×
  • Compétences & RH
  • Société Brèves International Brèves internationales Courrier des Lecteurs Les Grandes Signatures Documents Lois à polémiques Docs de L'Economiste Docs de Qualité Enquête de Satisfaction Chiffres clés Prix de L'Economiste 2019 Prix de L'Economiste 2018 Perspective 7.7 milliards Earth Beats Solutions & Co Impact Journalism Day cop22Spécial Cop22 Communication Financière
    Economie

    Pour éviter des risques en cascades : Marchés financiers : Le FMI prône la surveillance et le contrôle évolutif

    Par L'Economiste | Edition N°:143 Le 01/09/1994 | Partager

    L'explosion des mouvements financiers internationaux posent de nombreux problèmes de risques. Bien qu'ils aient montré leur aptitude à se ressaisir après une période de turbulences, leur surveillance est nécessaire, estime le FMI.

    Les marchés internationaux de capitaux gagnent en volume et en complexité et s'intègrent de plus en plus au plan international. Cependant, ils "ne s'acquitteront efficacement de leurs fonctions sans faire courir de risque au système tout entier que s'ils bénéficient d'un cadre de réglementation et de contrôle réceptif aux changements structurels qu'ils connaîtront", estiment les analystes du Fonds Monétaire International (FMI)(1).

    Dans le cas des turbulences récentes, précise le Fonds, les pertes enregistrées ne se sont pas propagées à l'ensemble du système. En effet, et face à la multiplication des transactions, les marchés ne se sont "pas grippés et les systèmes de paiement et de règlement ont correctement fonctionné".

    En outre, la gestion des risques au niveau de chaque établissement reposait sur la réévaluation des positions aux cours du marché et le plafonnement des pertes.

    En fait, les marchés financiers ont montré leur aptitude à se ressaisir après une période de turbulences sans connaître de perturbations "sérieuses ou systémiques" Toutefois, insiste le FMI, "les autorités de tutelle ne doivent pas trouver dans cette résistance un alibi pour adopter une attitude laxiste" C'est aux autorités de tutelle de déterminer quelles activités doivent être surveillées, quel type de contrôle s'impose et à qui le confier.

    Produits dérivés

    Les craintes relatives au risque encouru ont été particulièrement vives en ce qui concerne les marchés de produits dérivés.
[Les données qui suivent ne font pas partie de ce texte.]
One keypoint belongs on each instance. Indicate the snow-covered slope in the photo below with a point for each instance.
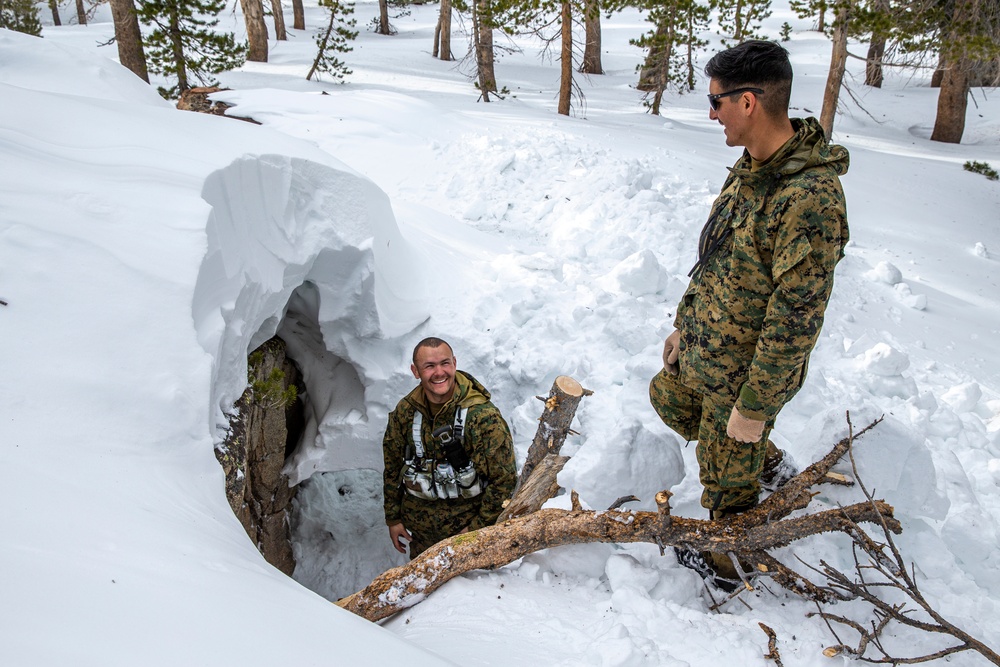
(143, 251)
(119, 547)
L'ampleur des engagements contractés par les banques sur ces marchés a montré la nécessité d'adopter des principes directeurs de réglementation et de contrôle. Seule la mise en oeuvre de pratiques de gestion des risques rationnelles peut en préserver la stabilité, estiment les experts du FMI.

    L'expansion et la globalisation des marchés financiers en général a exacerbé les craintes liées aux risques encourus.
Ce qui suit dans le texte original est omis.